Describe the solution you'd like One solution is to never prune blocks which are after the latest justification. This is reletively simple approach and will guarantee that the node will always be able to re-org. The downside is that node can't guarantee a fix disk usage. Currently, the default value for pruning is 550 blocks or 11 epochs.
Describe alternatives you've considered Alternatively, during the re-org the node can start downloading missing blocks, validating them and then throwing away to keep the disk usage fixed. The downside of this approach is extra bandwidth that can be used to download missing blocks.
Additional context Add any other context about the feature request here.
What is important is not only that we do not throw away blocks from after the finalization point, but also that we do not throw away blocks from before the finalization point which contained UTXOs at the point of finalization and whose spent/unspent status is subject to change in the non-finalized period after and during reorgs. That's why finalization should only be triggered at the finalization which happens after that and must not happen in between as it might currently (as it is triggered by time).
Here is the example from a previous slack conversation which outlined the issue in greater detail:
Consider these chains:
... -> A -> ... -> X at time t=0
X is a finalization point. At time t=0 A contains a UTXO.
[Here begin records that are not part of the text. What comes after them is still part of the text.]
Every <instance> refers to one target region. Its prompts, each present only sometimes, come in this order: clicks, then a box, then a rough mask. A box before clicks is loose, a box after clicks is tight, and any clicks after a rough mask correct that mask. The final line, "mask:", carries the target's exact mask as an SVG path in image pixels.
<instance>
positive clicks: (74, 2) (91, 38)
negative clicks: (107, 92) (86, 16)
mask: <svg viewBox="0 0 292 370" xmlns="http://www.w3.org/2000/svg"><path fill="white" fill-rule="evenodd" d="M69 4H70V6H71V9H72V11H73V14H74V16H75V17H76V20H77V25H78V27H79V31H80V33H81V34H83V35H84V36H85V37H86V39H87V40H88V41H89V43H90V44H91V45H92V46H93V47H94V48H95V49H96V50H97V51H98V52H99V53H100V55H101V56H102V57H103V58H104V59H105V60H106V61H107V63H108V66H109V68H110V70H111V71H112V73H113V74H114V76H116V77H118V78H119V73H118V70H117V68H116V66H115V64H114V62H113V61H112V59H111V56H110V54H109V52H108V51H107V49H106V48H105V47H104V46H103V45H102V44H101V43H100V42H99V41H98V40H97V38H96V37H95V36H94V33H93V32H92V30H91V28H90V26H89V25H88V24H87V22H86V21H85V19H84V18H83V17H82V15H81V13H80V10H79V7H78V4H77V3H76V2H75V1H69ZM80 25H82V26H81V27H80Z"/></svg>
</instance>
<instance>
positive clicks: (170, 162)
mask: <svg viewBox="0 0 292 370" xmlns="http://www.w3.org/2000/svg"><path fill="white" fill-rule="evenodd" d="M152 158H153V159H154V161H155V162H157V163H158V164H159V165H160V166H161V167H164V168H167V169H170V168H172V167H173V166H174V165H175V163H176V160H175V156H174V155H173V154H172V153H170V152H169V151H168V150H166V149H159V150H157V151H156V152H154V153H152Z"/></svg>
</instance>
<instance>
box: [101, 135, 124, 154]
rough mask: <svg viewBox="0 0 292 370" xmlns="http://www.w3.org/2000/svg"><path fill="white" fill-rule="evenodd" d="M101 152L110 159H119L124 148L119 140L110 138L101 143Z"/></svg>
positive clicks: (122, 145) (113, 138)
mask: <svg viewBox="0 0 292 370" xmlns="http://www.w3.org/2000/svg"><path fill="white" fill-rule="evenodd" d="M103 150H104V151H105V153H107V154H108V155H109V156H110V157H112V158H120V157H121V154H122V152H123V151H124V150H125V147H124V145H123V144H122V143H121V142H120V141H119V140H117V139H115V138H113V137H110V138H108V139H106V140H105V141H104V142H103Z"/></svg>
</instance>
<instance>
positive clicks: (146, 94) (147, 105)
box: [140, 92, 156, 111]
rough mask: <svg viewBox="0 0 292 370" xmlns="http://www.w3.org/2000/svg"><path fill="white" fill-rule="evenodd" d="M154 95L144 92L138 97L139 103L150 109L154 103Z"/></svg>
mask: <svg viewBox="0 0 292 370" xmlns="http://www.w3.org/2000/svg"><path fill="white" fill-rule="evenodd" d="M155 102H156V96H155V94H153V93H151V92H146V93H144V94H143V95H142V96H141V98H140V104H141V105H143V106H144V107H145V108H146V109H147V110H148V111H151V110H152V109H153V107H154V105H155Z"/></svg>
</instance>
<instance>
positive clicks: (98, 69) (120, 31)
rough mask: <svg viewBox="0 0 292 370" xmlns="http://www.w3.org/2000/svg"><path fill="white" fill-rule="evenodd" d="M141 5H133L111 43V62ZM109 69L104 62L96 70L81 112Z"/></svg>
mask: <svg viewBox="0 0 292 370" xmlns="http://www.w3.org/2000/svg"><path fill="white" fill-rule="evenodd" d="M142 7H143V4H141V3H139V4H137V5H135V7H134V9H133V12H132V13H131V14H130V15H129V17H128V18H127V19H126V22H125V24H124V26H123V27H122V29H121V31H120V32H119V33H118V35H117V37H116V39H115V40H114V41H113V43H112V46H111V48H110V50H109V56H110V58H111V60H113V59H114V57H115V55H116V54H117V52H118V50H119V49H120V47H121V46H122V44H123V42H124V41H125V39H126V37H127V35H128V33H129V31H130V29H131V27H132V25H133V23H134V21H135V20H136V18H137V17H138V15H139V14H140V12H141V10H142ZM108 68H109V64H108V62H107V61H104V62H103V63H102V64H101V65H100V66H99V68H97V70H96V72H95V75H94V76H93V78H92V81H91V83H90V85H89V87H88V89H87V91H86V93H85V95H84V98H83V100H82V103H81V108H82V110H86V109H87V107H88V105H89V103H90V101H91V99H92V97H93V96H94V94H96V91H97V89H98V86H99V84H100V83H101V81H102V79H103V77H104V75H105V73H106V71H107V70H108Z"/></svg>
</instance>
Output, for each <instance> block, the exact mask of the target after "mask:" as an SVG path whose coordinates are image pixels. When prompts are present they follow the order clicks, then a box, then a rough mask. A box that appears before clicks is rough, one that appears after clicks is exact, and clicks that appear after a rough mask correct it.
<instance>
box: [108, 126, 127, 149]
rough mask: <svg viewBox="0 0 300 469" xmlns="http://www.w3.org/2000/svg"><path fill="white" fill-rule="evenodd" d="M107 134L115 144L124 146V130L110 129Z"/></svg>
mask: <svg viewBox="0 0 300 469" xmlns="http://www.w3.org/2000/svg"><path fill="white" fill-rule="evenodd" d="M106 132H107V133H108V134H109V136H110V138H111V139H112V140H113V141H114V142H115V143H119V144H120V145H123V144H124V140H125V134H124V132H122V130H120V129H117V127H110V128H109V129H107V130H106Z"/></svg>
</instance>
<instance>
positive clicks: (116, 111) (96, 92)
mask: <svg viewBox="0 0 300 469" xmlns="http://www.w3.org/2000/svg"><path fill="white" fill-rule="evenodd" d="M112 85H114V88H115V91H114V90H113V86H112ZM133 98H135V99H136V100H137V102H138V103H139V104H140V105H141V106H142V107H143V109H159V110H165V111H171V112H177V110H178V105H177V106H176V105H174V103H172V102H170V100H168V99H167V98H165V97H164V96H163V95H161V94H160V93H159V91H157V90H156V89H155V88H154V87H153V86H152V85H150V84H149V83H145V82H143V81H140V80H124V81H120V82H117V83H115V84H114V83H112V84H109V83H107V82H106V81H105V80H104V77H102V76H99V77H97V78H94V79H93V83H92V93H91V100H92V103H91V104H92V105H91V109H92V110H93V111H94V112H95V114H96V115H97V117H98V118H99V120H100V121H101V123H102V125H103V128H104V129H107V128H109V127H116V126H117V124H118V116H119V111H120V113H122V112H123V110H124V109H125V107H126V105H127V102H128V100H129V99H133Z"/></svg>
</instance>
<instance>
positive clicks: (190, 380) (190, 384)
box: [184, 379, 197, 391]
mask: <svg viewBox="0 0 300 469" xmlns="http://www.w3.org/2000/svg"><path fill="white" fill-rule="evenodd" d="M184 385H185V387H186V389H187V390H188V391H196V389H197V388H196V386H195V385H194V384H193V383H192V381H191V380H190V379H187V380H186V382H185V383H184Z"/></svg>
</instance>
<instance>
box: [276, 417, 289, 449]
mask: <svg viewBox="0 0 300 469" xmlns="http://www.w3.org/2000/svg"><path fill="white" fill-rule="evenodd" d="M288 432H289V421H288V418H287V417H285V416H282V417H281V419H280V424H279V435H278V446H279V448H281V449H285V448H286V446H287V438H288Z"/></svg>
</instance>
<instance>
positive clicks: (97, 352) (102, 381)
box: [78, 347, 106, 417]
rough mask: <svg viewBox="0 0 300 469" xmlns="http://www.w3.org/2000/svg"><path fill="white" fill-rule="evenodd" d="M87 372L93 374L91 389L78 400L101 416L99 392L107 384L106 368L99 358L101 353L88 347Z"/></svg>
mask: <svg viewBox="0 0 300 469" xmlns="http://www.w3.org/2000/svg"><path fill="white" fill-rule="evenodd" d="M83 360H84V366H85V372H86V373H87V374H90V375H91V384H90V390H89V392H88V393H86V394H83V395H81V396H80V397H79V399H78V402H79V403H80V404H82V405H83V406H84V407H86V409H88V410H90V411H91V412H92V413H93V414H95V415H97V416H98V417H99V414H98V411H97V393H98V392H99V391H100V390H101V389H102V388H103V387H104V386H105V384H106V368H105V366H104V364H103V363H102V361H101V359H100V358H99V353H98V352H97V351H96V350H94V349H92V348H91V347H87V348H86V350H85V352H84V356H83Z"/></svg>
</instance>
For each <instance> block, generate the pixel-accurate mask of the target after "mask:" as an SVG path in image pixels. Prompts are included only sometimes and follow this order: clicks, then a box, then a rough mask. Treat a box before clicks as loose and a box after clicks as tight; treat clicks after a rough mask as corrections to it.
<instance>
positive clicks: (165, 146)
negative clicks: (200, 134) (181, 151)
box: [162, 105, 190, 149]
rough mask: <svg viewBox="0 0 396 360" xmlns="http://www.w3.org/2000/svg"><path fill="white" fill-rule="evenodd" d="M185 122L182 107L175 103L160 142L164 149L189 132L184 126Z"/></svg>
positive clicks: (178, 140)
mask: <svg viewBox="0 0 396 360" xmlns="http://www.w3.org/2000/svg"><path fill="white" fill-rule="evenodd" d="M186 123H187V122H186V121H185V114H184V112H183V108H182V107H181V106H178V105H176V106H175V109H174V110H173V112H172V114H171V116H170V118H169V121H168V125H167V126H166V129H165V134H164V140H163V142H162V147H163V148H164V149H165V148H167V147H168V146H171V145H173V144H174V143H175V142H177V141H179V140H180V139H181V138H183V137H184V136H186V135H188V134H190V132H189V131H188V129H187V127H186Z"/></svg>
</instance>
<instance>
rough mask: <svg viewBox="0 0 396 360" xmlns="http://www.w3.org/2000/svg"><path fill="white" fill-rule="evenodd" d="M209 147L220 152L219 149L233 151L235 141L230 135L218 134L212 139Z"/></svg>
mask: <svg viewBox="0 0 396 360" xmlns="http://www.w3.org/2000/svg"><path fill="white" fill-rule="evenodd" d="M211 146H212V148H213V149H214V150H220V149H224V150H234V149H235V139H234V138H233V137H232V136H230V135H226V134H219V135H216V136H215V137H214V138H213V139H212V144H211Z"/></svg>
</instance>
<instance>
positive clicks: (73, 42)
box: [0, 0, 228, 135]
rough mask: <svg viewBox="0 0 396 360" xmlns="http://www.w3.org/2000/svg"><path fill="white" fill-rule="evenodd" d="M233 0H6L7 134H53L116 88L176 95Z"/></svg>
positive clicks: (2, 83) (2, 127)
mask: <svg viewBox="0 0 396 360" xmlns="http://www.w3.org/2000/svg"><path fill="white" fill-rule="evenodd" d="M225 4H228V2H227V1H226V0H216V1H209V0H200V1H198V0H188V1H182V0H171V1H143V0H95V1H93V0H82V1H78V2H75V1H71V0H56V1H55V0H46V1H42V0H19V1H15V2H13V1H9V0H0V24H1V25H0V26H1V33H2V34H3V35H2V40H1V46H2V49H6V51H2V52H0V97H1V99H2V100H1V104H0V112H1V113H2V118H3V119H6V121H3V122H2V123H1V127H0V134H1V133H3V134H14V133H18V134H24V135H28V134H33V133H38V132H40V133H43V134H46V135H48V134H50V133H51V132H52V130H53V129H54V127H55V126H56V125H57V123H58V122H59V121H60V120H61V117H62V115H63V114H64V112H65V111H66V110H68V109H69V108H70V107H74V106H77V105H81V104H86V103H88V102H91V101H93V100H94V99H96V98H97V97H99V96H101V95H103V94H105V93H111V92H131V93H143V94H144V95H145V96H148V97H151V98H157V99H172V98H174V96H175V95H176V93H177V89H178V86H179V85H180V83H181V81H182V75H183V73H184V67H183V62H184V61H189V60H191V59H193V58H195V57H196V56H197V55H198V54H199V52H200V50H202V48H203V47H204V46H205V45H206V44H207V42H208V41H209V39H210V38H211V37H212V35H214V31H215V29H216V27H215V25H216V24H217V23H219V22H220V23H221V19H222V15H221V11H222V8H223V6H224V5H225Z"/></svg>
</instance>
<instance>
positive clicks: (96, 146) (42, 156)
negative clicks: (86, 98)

... -> A -> ... -> X -> ... -> M at time s > t
M references the UTXO from A as stake.
A block N arrives at u > s. Say it should trigger a reorg to this chain:
... -> A -> ... -> X -> ... -> N such that M is no longer part of it (N had more stake).
The proposer that proposed M proposes a block P which refers to the same UTXO from A.
Now at t=0 I have no problem validating M as the UTXO from A is not spent and I have always access to the UTXO set.
When N arrives I can validate it without problems too. The UTXO from A is spent at that point in time until I organized the reorg (it will be unspent again afterwards because M is no longer part of the active chain).
When the new block P arrives I might have a problem now. I try to validate it before I trigger the reorg, but I can't access that UTXO (it was spent in between and might have been thrown away by pruning).
Am I correct?
I am reasoning that this might be the case because the eviction might be triggered sometime between s and u.
That's why I think eviction should only be triggered at the point we finalize.
I am stumbling across this now that I'm working on the kernel/stake validation. That's how I figureded that particl does not support pruning. They need to be able to always access every transaction, even if it was spent, because it might become unspent in the case of a reorg.
We only reorg non-finalized parts of the chain, nevertheless it might affect the spent/unspent status of a UTXO from before the finalization point, as outlined above.
What is important is not only that we do not throw away blocks from after the finalization point, but also that we do not throw away blocks from before the finalization point which contained UTXOs at the point of finalization and whose spent/unspent status is subject to change in the non-finalized period after and during reorgs.
I think in this case it will be possible to disable pruning altogether by creating UTXO at each block and not spending them.
Let's focus only on the pruning mode in this issue, and all other possible improvements move to a separate issue.
So, when we run in pruning, we should allow deleting only these blocks which are up to the latest finalized checkpoint but not deleting the checkpoint itself. The reason for keeping the block of the last finalized checkpoint is because we need to download the parent block of the snapshot after the fast sync. And the snapshot always points to the block which is one block before the checkpoint.